Dick, F., Tierney, A. T., Lutti, A., Josephs, O., Sereno, M. I., & Weiskopf, N. (2012). In vivo functional and myeloarchitectonic mapping of human primary auditory areas. The Journal of Neuroscience, 32(46), 16095-16105. doi:10.1523/JNEUROSCI.1712-12.2012.


Cite as: https://hdl.handle.net/11858/00-001M-0000-0027-AEDF-C
Abstract
In contrast to vision, where retinotopic mapping alone can define areal borders, primary auditory areas such as A1 are best delineated by combining in vivo tonotopic mapping with postmortem cyto- or myeloarchitectonics from the same individual. We combined high-resolution (800 μm) quantitative T(1) mapping with phase-encoded tonotopic methods to map primary auditory areas (A1 and R) within the "auditory core" of human volunteers. We first quantitatively characterize the highly myelinated auditory core in terms of shape, area, cortical depth profile, and position, with our data showing considerable correspondence to postmortem myeloarchitectonic studies, both in cross-participant averages and in individuals. The core region contains two "mirror-image" tonotopic maps oriented along the same axis as observed in macaque and owl monkey.
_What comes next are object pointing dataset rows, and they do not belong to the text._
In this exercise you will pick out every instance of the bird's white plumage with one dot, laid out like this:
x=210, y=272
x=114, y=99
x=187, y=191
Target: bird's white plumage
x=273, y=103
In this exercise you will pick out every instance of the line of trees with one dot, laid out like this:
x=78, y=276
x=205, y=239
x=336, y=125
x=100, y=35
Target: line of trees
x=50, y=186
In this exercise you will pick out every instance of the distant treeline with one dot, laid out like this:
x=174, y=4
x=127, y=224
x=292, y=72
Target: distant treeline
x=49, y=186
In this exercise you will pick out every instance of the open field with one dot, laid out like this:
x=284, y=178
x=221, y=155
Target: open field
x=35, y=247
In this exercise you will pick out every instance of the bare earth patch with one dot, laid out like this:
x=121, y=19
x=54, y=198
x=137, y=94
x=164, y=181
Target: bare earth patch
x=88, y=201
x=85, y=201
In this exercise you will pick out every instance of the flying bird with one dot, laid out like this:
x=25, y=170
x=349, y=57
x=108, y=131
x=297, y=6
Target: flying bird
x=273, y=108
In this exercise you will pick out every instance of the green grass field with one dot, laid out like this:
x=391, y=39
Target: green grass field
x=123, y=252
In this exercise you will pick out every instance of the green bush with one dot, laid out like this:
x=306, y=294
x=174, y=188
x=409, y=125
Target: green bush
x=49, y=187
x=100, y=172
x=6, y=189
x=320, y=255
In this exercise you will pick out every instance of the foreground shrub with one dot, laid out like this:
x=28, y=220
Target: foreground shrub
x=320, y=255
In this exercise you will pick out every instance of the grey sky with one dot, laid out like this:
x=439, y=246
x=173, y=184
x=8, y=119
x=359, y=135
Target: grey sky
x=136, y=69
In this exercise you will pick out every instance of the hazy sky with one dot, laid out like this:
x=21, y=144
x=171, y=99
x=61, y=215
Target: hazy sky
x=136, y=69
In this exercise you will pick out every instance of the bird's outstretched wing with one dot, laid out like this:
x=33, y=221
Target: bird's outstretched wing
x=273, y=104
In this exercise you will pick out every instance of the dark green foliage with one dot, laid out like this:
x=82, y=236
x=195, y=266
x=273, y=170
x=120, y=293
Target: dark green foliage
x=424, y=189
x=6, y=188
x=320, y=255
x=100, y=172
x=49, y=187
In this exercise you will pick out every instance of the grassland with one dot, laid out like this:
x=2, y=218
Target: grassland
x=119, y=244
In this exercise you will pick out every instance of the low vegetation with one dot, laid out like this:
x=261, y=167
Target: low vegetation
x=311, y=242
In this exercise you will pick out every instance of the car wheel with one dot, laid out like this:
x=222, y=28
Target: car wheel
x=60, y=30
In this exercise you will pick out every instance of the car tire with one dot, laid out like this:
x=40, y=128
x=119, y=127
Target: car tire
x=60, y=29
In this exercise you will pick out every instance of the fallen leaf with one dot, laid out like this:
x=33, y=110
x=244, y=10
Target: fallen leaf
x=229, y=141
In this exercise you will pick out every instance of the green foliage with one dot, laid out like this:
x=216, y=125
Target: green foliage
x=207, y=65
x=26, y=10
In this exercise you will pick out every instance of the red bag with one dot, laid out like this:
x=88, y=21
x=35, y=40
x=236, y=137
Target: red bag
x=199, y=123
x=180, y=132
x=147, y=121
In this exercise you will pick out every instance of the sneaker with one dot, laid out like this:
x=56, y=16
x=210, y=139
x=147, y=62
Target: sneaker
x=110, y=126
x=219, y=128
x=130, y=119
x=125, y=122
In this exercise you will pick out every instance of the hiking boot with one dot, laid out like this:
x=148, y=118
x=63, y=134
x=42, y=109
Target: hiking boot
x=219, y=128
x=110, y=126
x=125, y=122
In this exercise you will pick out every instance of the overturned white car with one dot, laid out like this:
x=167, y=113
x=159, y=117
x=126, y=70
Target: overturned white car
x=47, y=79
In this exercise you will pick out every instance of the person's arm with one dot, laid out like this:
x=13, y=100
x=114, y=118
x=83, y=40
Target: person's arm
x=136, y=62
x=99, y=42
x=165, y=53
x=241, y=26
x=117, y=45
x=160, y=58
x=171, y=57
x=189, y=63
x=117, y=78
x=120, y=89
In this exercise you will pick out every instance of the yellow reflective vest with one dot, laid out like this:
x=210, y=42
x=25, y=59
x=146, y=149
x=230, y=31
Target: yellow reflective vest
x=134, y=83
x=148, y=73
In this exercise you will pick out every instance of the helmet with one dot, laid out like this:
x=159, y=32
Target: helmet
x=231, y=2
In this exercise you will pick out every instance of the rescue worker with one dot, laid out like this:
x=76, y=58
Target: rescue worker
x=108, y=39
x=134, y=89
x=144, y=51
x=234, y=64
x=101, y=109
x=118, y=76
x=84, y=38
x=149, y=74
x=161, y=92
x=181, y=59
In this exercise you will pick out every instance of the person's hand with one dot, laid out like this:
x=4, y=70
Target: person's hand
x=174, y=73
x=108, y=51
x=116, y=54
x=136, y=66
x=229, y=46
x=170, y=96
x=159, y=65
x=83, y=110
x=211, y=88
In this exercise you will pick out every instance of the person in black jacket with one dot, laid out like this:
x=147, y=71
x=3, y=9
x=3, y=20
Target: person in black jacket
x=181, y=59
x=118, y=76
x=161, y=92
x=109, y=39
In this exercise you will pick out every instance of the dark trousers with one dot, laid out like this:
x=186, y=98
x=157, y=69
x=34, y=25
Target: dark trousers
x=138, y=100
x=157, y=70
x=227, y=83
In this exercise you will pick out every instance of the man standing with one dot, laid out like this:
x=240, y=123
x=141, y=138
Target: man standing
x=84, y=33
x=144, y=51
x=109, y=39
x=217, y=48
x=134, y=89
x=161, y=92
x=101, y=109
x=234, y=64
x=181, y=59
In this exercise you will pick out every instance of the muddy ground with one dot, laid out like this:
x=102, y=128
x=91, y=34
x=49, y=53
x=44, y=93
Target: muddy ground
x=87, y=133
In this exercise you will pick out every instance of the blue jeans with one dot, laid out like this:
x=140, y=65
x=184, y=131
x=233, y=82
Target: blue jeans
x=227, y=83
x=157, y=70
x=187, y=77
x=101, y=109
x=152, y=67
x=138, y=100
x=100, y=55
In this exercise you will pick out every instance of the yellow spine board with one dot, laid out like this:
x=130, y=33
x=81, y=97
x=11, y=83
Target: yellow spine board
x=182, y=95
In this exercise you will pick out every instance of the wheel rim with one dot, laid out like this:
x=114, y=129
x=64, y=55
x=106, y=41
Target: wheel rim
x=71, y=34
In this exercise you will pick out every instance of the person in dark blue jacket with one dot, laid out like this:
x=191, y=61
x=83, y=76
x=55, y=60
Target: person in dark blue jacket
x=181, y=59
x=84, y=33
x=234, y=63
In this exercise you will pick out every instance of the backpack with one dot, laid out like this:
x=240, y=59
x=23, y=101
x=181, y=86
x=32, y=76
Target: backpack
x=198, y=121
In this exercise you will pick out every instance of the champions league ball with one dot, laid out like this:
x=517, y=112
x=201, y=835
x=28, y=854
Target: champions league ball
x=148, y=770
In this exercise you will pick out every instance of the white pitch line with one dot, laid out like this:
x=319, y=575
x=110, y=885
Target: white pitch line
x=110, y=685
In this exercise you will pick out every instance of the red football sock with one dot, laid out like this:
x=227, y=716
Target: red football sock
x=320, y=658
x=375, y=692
We suggest that these two maps within the core are the human analogs of primate auditory areas A1 and R. The core occupies a much smaller portion of tonotopically organized cortex on the superior temporal plane and gyrus than is generally supposed. The multimodal approach to defining the auditory core will facilitate investigations of structure-function relationships, comparative neuroanatomical studies, and promises new biomarkers for diagnosis and clinical studies.